Il Conservatorio San Pietro a Majella di Napoli si appresta a dare il via alla rassegna “I concerti d’autunno del Conservatorio”, un ricco calendario di appuntamenti musicali organizzato nell’ambito delle celebrazioni per il bicentenario della sua fondazione. La manifestazione prenderà il via venerdì 18 settembre alle ore 18.00 e proporrà ventuno concerti distribuiti lungo tre mesi, con la conclusione prevista per il 14 dicembre. Gli eventi si terranno prevalentemente nella Sala Scarlatti, tutti con inizio alle 18.00 e a ingresso libero fino a esaurimento posti, offrendo al pubblico una vasta panoramica di generi che va dal repertorio classico e cameristico al jazz, fino alla canzone napoletana, alla musica per banda e all’arte organistica.
L’inaugurazione del cartellone è affidata al concerto “Il filo della memoria”, che vedrà protagonista l’Ensemble d’archi del Conservatorio diretto da Giuseppe Camerlingo, affiancato da Giampietro Giumento al clarinetto, Niccolò Laiso al violino e Matteo Introna alla viola, su musiche di Cece, Schubert e Šostakovič. La grande tradizione classica attraverserà l’intera rassegna con le composizioni dei più celebri maestri ed esecuzioni di rilievo, come l’omaggio a Severino Gazzelloni previsto per il 4 novembre con il flautista Salvatore Lombardi e il pianista Bruno Canino. Ampio spazio sarà riservato anche al jazz e all’identità partenopea, a partire dall’evento “Napoli Cuba solo andata” del 15 ottobre con gli allievi e i docenti del corso jazz, fino all’appuntamento del 13 ottobre dedicato al ruolo dell’editoria nella storia della canzone classica napoletana, candidata a patrimonio UNESCO.

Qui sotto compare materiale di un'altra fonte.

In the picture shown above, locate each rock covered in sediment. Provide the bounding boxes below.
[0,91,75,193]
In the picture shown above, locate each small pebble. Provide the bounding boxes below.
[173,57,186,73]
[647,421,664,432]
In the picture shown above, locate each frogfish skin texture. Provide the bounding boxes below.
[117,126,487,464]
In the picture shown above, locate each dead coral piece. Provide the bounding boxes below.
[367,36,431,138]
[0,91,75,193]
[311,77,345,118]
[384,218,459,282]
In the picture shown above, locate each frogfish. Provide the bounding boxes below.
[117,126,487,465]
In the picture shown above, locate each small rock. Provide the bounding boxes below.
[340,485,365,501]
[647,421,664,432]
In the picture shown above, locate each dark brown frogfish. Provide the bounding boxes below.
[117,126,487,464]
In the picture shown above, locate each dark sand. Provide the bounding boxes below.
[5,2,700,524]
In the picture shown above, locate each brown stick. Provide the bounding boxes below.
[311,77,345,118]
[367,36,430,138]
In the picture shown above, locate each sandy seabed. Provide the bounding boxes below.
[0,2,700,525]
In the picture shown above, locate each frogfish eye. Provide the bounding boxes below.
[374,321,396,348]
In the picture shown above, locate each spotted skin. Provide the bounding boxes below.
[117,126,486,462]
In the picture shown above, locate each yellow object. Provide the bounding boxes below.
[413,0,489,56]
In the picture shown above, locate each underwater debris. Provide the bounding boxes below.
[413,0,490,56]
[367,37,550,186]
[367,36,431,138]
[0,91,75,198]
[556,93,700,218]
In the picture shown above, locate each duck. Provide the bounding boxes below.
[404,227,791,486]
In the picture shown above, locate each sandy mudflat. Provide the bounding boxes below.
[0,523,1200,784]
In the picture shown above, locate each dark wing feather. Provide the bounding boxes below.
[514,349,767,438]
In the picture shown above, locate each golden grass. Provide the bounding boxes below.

La rassegna intreccerà inoltre linguaggi espressivi differenti e collaborazioni internazionali, accogliendo in due occasioni la U.S. Naval Forces Europe and Africa Band e dedicando una serate speciale all’Orchestra giovanile di fiati per celebrare i due secoli dell’istituzione. Il programma include il connubio tra musica e narrazione teatrale, oltre a un ciclo di sei concerti interamente focalizzato sul valore storico dell’organo della Sala Scarlatti. Tra i momenti simbolici della rassegna si segnalano il concerto del 1° ottobre in collaborazione con Kimbo per la Giornata Internazionale del Caffè, con l’esibizione di Walter Ricci e dei giovani borsisti, e la serata di gala del 13 novembre in cui verrà conferito il Premio San Pietro a Majella al pianista Michele Campanella, che per l’occasione si esibirà in un recital dedicato a Schubert.